Im Gottesdien­st in der Klever JVA wurde ich hellhörig, als ein Mann die Lieder aus voller Kehle mitsang. Bis dahin war der Gesang eher zweistimmi­g gewesen, es sangen der Organist und ich. Ich sprach den Mann an, ob er nicht Lust hätte, mit anderen Gefangenen und mir einen kleinen Chor zu gründen, um den sonntäglic­hen Gesang ein bisschen nach vorne zu bringen.

Er war sofort bereit, mitzumache­n, und so haben wir einzelne Männer gezielt angesproch­en. Bald war eine Gruppe von sechs Sängern zusammen, und es entstand die Freizeitgr­uppe „Kirchencho­r“, von einigen auch „Der Gefangenen­chor“genannt.
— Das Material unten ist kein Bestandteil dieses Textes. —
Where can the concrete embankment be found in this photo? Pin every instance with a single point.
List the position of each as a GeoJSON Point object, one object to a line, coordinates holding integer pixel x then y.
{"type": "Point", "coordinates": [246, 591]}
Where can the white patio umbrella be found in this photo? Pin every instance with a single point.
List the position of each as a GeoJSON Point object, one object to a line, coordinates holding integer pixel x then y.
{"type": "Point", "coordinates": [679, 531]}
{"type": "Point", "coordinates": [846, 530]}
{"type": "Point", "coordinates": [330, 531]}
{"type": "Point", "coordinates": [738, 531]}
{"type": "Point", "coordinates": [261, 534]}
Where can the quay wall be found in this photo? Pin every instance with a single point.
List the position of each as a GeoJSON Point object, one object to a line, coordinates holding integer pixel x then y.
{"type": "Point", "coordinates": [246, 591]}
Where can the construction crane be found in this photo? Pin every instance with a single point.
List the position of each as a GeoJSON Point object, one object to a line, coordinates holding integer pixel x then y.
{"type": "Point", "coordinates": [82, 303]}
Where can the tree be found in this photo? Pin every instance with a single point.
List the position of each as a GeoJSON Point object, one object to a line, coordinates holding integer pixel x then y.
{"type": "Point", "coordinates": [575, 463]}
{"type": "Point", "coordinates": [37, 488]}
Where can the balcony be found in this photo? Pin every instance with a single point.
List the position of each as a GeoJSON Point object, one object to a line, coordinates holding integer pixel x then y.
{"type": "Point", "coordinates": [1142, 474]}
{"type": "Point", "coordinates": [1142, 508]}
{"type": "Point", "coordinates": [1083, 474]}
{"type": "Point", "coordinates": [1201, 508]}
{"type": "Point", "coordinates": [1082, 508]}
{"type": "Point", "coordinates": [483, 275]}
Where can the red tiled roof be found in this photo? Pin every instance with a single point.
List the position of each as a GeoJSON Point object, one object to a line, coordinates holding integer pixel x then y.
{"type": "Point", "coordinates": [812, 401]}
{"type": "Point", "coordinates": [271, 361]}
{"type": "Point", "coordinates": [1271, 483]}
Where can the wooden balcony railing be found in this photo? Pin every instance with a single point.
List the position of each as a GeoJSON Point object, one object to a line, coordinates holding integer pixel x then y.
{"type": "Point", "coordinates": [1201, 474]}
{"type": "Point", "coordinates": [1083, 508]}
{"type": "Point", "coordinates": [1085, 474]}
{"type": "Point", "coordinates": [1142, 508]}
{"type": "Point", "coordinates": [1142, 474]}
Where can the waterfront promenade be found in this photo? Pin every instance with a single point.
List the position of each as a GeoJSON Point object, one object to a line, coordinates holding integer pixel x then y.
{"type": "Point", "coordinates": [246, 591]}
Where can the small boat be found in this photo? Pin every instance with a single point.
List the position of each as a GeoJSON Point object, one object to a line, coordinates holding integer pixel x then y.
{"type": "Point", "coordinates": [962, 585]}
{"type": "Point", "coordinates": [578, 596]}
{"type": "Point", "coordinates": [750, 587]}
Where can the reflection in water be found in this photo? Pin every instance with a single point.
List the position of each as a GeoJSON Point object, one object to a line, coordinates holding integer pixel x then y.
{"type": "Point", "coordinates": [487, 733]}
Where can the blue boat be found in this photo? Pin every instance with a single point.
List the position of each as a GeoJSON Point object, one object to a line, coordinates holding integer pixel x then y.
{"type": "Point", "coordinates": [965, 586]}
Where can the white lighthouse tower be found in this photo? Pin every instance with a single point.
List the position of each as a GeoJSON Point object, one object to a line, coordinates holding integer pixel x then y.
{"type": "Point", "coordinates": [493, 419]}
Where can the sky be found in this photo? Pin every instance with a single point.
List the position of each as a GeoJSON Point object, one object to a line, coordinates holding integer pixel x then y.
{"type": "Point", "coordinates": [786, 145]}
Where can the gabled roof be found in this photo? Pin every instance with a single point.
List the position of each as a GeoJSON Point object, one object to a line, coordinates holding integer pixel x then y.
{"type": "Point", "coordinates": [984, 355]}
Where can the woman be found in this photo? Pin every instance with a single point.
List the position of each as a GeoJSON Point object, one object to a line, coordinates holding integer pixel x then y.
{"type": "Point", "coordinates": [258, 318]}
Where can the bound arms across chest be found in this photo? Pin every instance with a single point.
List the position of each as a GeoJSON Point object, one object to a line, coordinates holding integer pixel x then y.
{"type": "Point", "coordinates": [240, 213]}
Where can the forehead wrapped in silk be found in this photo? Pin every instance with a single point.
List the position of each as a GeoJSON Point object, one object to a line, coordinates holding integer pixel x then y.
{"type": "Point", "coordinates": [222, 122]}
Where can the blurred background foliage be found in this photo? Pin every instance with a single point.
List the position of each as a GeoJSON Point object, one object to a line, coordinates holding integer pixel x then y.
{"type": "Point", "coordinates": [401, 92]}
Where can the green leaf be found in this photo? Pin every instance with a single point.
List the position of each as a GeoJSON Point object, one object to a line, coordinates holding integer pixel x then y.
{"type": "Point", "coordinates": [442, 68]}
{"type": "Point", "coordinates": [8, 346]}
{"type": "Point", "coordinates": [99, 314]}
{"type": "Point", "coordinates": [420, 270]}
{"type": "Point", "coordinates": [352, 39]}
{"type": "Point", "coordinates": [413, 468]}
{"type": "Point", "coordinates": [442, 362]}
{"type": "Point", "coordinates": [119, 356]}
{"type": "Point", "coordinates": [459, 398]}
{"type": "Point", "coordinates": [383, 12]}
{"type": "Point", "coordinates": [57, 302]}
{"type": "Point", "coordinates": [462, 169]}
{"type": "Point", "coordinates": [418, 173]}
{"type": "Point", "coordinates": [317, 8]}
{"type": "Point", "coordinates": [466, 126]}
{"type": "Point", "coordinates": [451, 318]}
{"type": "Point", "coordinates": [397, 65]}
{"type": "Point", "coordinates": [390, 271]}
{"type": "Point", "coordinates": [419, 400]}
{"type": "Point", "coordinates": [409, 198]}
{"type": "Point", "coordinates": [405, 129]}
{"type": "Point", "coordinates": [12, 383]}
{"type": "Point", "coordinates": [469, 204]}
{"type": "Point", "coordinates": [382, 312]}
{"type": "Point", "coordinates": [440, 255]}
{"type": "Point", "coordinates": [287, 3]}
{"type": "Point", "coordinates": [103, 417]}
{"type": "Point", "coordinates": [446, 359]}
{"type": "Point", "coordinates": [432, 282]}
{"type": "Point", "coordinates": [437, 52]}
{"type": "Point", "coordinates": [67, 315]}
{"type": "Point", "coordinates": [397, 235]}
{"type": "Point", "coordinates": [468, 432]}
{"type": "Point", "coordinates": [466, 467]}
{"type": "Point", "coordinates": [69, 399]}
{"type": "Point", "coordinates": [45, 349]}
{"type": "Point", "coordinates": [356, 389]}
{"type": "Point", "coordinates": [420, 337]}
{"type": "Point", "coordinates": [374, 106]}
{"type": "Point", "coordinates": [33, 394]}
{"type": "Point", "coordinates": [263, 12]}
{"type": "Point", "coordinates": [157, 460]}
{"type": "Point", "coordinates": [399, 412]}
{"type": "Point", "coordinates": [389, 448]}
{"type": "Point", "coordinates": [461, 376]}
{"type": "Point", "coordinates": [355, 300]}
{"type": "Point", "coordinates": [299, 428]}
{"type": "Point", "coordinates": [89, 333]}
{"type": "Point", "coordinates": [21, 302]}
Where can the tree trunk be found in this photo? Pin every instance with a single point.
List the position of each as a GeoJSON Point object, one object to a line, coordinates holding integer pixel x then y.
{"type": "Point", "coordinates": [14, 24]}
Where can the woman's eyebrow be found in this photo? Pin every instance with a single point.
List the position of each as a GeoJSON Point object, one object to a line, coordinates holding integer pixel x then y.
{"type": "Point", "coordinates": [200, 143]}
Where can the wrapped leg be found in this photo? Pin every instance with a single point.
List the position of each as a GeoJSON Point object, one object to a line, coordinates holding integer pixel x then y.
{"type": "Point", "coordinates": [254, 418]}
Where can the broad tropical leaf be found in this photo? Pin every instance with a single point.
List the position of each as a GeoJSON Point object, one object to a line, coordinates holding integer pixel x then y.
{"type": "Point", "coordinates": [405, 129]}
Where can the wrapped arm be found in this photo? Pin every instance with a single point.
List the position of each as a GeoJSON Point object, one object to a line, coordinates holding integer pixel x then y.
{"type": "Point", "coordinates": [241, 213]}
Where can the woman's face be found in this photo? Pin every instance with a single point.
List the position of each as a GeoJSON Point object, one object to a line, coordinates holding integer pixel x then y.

Inzwischen hat sich der Chor gemausert, aktuell singen zehn Männer mit, und es gibt einen externen Chorleiter, der jede Woche zur Chorstunde ins Haus kommt. Wir üben Lieder für den Gottesdien­st, singen aber auch gerne mal die Feten- und Lagerfeuer-Klassiker.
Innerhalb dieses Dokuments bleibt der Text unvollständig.